Bose–Einstein and Fermi–Dirac statistics versus Boltzmann statistics

It was remarked in Chapter 2, §2.1, that there are circumstances in which the “Boltzmann statistics” for an ideal gas – the approximation in Eq. (2.6), in which the total partition function is decomposed into a product of single-molecule partition functions, with division by N1! N2! … to correct for particle identity – is inaccurate even if the gas is still ideal (non-interacting particles). That happens when the number of single-particle states within the energy kT of the ground state is no longer very much greater than the number of particles. (Recall Fig. 2.1 and the accompanying discussion.)

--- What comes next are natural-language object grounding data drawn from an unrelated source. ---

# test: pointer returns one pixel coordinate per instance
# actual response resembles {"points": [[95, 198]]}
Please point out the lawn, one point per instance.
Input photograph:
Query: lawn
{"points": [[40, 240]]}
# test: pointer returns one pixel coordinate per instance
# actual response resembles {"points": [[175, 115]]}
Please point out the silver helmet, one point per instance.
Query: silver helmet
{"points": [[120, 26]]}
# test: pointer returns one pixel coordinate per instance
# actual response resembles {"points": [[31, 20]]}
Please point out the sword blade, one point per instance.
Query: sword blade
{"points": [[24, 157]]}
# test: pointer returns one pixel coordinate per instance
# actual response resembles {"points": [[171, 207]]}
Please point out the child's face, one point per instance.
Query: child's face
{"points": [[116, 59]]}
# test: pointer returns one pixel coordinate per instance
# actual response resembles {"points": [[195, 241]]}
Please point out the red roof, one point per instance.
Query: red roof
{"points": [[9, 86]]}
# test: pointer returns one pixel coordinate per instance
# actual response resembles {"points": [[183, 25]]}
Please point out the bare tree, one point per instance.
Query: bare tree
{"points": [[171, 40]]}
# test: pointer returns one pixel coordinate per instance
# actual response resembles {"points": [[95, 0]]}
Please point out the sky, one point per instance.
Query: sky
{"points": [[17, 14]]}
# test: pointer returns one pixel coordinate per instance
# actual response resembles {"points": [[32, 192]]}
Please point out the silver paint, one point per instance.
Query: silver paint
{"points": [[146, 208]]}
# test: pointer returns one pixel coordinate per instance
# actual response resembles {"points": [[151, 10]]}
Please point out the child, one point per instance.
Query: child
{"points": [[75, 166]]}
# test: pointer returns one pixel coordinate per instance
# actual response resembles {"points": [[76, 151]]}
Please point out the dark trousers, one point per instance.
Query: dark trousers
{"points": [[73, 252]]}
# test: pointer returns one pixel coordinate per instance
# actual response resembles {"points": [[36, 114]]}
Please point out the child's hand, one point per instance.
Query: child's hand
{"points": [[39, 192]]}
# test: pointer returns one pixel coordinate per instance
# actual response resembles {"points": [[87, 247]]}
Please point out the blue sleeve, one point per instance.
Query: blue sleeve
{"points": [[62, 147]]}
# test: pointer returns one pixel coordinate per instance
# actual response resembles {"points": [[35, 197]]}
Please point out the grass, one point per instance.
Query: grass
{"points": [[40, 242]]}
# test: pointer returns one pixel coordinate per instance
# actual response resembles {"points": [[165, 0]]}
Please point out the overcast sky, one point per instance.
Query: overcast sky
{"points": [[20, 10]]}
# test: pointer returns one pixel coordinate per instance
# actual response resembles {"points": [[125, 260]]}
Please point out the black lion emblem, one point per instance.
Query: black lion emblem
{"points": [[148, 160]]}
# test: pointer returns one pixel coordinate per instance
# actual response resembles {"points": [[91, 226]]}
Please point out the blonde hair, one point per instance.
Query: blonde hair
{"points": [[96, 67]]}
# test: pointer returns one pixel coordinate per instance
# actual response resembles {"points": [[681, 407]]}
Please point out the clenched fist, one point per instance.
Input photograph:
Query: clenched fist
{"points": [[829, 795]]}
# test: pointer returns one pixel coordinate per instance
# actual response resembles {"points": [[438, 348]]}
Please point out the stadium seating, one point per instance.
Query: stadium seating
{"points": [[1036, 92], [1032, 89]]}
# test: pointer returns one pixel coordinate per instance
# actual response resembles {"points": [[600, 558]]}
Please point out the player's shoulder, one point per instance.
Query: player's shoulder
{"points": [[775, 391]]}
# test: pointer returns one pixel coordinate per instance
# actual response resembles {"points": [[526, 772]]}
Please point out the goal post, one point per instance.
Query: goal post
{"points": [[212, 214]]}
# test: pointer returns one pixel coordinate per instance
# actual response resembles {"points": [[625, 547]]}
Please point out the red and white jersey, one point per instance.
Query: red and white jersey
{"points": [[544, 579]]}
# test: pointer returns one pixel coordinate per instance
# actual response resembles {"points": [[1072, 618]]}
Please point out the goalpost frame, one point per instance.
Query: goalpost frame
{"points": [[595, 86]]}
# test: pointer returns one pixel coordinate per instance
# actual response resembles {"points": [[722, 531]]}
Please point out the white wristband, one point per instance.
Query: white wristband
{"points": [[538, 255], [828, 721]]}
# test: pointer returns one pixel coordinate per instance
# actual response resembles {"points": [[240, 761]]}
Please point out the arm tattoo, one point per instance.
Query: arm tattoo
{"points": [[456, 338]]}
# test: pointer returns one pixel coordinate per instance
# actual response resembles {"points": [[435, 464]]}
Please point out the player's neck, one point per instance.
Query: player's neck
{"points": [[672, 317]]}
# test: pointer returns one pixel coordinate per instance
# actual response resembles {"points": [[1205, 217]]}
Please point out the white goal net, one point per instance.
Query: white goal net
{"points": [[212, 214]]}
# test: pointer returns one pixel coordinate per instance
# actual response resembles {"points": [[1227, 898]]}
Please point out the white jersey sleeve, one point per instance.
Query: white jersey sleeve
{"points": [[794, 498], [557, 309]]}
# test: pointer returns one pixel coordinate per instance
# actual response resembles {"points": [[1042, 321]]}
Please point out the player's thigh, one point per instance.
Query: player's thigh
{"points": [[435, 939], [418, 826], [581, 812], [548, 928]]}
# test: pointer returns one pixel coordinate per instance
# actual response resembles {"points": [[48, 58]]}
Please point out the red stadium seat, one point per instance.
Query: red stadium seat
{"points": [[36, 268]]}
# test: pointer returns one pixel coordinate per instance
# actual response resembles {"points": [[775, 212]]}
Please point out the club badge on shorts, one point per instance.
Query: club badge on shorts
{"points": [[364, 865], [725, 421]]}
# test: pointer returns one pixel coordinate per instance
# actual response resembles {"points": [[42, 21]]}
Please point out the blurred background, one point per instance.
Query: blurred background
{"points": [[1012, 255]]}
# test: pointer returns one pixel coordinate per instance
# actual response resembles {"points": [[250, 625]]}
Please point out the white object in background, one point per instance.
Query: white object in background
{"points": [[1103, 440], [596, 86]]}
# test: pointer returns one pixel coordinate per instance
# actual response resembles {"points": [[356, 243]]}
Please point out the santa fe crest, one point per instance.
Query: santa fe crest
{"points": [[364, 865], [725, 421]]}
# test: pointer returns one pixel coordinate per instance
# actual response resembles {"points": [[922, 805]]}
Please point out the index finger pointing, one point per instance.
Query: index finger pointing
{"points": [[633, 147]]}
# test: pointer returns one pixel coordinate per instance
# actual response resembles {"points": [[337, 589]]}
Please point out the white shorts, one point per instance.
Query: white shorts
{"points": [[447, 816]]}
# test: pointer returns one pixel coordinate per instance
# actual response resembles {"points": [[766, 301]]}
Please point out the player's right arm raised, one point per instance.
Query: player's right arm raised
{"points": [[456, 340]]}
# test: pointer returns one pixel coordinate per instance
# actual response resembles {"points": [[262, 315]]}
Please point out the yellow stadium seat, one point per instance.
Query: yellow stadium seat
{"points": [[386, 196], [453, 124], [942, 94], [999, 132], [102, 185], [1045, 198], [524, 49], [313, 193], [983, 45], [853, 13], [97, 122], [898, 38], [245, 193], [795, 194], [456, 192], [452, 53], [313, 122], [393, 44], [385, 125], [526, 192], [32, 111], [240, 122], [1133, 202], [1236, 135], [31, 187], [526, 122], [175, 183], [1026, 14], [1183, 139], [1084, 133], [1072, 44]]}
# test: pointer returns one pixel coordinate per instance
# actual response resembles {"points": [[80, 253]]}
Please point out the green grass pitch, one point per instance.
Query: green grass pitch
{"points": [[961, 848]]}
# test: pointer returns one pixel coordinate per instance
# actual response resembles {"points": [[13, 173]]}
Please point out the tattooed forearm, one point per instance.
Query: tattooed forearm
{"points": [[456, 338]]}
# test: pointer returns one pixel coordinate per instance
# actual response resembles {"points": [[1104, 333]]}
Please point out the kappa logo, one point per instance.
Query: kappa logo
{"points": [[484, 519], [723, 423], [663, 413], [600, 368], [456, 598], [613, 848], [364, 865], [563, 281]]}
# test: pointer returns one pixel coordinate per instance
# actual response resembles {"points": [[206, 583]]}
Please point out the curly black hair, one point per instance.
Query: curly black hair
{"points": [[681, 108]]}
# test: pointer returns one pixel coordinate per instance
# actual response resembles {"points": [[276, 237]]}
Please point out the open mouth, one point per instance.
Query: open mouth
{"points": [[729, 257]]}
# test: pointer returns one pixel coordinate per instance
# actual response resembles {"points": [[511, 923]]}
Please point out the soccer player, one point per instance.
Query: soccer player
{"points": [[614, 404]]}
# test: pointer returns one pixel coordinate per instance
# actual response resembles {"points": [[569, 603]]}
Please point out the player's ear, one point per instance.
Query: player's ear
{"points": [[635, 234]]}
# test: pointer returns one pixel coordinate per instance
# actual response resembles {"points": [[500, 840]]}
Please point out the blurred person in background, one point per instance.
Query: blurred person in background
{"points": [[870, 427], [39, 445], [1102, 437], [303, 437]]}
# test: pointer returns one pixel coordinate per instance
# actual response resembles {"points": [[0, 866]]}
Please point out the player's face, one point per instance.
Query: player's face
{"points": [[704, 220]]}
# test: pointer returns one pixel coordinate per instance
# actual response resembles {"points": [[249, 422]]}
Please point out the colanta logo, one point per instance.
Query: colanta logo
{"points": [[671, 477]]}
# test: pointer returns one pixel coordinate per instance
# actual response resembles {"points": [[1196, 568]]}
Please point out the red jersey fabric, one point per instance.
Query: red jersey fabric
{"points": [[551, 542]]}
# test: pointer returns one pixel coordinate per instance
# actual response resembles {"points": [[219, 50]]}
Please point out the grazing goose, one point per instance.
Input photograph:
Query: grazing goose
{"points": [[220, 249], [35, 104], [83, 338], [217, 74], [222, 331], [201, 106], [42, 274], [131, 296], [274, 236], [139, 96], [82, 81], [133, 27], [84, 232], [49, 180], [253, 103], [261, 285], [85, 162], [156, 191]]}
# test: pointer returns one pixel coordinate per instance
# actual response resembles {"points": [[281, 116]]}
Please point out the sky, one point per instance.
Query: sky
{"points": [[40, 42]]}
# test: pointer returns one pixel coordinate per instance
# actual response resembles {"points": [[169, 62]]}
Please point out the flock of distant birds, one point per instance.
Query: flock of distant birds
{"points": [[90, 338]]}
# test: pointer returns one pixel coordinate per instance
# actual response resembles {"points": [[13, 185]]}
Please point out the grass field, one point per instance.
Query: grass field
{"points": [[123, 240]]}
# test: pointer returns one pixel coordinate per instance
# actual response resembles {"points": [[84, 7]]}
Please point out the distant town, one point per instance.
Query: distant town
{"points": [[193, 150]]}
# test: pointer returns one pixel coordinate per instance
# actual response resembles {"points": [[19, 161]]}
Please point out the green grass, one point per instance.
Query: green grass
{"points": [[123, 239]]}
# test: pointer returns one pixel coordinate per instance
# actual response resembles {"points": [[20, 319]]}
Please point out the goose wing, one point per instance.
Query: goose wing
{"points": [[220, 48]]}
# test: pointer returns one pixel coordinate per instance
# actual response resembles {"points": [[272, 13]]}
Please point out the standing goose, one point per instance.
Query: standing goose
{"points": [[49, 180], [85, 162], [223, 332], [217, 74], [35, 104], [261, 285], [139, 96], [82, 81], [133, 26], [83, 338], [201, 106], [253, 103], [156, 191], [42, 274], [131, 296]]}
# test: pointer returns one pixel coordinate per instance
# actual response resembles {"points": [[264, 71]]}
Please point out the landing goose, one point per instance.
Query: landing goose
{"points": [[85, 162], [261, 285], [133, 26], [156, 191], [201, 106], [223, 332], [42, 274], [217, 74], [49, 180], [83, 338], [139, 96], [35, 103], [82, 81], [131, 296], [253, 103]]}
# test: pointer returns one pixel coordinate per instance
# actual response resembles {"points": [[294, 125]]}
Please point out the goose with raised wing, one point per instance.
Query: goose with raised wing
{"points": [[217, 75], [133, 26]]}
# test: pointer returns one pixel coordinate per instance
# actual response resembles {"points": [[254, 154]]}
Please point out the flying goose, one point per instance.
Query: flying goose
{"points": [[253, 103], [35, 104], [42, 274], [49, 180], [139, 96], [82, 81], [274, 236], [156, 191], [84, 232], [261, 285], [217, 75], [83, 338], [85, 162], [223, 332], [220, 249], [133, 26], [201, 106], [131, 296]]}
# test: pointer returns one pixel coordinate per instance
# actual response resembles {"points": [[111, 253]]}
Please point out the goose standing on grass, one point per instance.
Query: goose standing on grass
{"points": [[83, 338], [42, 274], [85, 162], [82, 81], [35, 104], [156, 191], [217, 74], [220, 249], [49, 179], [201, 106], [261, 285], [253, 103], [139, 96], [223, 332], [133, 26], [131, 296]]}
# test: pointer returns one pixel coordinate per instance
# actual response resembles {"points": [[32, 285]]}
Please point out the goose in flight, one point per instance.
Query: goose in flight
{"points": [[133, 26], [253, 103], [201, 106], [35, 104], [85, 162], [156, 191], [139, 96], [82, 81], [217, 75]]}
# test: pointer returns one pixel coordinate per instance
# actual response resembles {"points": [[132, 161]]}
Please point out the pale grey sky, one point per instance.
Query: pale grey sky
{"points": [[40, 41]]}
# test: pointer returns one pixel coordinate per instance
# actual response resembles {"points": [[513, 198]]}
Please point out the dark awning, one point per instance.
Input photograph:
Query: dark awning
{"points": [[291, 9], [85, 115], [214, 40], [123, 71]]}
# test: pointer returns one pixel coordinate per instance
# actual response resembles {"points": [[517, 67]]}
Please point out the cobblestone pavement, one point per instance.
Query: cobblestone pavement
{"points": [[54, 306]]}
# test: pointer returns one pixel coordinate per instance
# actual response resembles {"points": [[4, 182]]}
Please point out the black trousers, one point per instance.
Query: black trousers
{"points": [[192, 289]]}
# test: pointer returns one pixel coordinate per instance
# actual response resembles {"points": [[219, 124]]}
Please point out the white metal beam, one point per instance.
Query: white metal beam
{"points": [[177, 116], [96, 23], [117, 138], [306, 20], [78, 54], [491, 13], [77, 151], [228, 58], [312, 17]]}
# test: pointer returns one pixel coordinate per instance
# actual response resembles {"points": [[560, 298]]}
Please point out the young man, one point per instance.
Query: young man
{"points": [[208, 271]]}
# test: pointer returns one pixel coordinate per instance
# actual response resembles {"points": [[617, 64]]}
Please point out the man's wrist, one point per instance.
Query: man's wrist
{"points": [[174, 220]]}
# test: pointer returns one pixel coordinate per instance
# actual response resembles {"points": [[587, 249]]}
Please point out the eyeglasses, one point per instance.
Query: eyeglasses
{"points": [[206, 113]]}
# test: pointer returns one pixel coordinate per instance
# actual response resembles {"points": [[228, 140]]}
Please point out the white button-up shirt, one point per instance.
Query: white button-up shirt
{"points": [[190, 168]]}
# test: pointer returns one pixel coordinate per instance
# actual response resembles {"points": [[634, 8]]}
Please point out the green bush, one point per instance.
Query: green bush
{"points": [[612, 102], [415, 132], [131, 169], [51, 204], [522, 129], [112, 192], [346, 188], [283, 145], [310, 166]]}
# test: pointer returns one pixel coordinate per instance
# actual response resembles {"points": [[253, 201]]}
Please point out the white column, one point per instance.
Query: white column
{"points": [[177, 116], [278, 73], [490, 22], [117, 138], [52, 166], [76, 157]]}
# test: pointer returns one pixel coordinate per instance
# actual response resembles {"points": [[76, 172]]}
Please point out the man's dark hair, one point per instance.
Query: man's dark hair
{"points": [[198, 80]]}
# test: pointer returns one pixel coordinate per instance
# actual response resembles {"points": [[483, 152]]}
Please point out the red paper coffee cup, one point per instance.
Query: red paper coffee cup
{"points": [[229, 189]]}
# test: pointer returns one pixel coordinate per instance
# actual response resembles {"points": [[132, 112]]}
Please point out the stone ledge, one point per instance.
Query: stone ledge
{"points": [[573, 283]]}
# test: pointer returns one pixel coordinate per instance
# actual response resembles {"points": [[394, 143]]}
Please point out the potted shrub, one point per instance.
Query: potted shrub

We noted that when the Boltzmann statistics is no longer an adequate approximation one must distinguish the particles as fermions, no two of which can be in the same single-particle state (counting states of different spin as different), or as bosons, for which there is no restriction on multiple occupancy of the singleparticle states. Fermions are particles of half-odd-integer spin quantum number; they could be composite particles consisting of an odd number of spin-½ particles. Protons, neutrons, and electrons, all of which are of spin ½, are fermions. Bosons are particles of integer spin; they could be spinless, or of spin 1, etc., or could be composites consisting of an even number of fermions. The nuclei of helium atoms of mass number 4 consist of two protons and two neutrons, and the neutral atom has two electrons outside the nucleus; 4He atoms are bosons.